Controlled natural ventilation reduces energy consumption in mixed-use development
Natural ventilation based on the automatic operation of windows will significantly reduce the energy use and running costs of a multi-use development in Galway in Ireland.
The Galway Coach Station/Webworks development comprises a car park, coach station with mezzanine restaurant and a mixed-use development of three upper floors with 48 apartments and an Enterprise Ireland IT commercial centre with glazed internal atrium.
The Webworks part of the development incorporates a natural ventilation system designed and installed by WindowMaster.
The NV Advance system installed includes 334 motors controlling 54 different zones using combined CO2 and temperature sensors to control windows and fans for natural comfort and smoke ventilation.
The individual cellular offices incorporate controlled natural ventilation with air coming in through windows in the facade and exhausting through passive acoustic louvres into the central atrium.
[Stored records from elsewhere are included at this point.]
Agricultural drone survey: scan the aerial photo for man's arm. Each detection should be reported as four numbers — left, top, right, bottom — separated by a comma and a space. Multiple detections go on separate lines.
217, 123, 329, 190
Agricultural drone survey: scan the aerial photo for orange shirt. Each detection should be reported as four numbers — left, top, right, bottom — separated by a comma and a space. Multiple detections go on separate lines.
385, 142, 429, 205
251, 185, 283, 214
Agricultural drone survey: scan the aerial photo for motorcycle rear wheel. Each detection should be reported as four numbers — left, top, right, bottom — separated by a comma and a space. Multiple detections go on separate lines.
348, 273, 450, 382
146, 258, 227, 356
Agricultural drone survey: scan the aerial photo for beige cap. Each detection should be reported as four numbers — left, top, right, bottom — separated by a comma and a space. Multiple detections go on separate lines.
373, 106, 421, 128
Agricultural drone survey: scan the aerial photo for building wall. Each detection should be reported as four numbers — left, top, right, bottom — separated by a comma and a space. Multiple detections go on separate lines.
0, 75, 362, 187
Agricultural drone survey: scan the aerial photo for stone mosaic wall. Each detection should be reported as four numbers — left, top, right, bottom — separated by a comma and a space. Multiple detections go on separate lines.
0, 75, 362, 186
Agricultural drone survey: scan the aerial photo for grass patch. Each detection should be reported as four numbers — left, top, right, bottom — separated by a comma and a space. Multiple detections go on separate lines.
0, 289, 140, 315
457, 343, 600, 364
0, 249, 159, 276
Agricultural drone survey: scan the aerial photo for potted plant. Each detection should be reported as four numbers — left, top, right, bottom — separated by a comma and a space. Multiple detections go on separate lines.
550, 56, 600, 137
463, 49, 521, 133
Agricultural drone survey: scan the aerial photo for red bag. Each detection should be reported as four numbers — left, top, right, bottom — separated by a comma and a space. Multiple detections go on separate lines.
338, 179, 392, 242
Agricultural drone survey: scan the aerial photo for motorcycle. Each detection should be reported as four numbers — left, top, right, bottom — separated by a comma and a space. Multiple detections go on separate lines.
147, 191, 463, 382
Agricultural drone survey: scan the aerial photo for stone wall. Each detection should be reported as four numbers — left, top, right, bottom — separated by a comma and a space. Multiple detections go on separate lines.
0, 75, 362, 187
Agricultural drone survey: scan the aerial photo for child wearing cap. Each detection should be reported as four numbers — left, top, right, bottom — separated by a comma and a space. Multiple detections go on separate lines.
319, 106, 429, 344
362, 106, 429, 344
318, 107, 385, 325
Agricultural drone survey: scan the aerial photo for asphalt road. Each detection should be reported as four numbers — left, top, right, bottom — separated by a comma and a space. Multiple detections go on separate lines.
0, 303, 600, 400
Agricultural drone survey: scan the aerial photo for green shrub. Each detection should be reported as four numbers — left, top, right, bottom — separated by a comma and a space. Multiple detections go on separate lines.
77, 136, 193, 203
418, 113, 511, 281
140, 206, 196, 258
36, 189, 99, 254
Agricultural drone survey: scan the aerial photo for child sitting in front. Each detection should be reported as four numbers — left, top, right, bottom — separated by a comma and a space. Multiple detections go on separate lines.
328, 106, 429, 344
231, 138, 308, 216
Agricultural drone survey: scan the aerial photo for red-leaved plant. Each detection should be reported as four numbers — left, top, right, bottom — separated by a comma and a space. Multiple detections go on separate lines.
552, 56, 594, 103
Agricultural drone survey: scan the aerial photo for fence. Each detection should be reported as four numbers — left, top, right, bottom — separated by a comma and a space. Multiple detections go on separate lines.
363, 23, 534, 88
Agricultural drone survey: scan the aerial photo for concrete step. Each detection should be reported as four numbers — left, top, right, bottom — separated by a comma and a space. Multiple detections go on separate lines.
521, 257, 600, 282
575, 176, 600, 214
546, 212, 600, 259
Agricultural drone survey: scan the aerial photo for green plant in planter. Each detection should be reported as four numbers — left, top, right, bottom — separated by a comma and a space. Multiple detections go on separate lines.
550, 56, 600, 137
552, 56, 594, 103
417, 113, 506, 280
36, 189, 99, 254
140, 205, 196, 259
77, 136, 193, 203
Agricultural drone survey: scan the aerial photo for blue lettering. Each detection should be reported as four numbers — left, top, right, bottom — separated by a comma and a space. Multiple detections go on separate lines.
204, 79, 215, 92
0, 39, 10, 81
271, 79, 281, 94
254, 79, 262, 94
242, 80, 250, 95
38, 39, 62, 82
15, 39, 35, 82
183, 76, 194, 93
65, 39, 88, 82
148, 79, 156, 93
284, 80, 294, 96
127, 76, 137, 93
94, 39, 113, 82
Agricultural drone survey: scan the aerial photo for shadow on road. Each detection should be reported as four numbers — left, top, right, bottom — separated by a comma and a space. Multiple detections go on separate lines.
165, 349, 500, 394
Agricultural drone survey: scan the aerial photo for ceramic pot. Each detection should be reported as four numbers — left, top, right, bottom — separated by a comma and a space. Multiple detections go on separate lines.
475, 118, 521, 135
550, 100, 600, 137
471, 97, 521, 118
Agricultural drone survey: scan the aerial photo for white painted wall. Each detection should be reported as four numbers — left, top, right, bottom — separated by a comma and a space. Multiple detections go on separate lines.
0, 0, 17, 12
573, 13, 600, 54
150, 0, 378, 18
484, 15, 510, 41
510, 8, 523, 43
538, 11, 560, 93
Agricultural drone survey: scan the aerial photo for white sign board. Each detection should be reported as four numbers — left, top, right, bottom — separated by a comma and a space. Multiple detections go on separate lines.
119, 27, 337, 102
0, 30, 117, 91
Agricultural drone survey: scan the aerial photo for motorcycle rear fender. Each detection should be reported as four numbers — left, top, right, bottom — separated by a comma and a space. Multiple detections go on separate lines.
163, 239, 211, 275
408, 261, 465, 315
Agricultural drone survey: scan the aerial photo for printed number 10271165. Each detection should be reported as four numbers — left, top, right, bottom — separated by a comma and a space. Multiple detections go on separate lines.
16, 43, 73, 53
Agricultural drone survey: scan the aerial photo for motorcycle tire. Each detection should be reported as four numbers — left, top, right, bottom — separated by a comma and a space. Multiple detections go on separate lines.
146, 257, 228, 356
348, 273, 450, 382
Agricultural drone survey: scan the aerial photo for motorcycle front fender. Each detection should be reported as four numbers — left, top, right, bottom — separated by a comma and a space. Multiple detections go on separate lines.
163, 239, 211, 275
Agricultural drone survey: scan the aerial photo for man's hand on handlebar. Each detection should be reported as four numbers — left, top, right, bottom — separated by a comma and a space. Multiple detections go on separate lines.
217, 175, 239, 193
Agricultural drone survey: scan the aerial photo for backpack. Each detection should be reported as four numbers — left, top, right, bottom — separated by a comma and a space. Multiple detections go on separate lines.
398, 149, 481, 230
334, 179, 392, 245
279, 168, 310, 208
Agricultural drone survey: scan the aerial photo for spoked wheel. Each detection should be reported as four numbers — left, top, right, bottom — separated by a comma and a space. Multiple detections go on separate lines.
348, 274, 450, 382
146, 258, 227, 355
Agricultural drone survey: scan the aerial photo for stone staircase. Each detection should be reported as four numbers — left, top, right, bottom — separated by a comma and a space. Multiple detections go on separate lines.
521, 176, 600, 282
Air exchange rates are based on room temperature, CO2 levels and external conditions. The central atrium is ventilated via motorised windows in the glazed rooflight.
The building’s carbon dioxide emissions are 40% lower using natural ventilation than if only mechanical ventilation were used.
A weather station monitors external conditions, including wind speed and direction, temperature and rainfall. These data are used by the computer control system, along with readings from internal sensors to precisely control windows to keep air quality in rooms fresh and the temperature constant.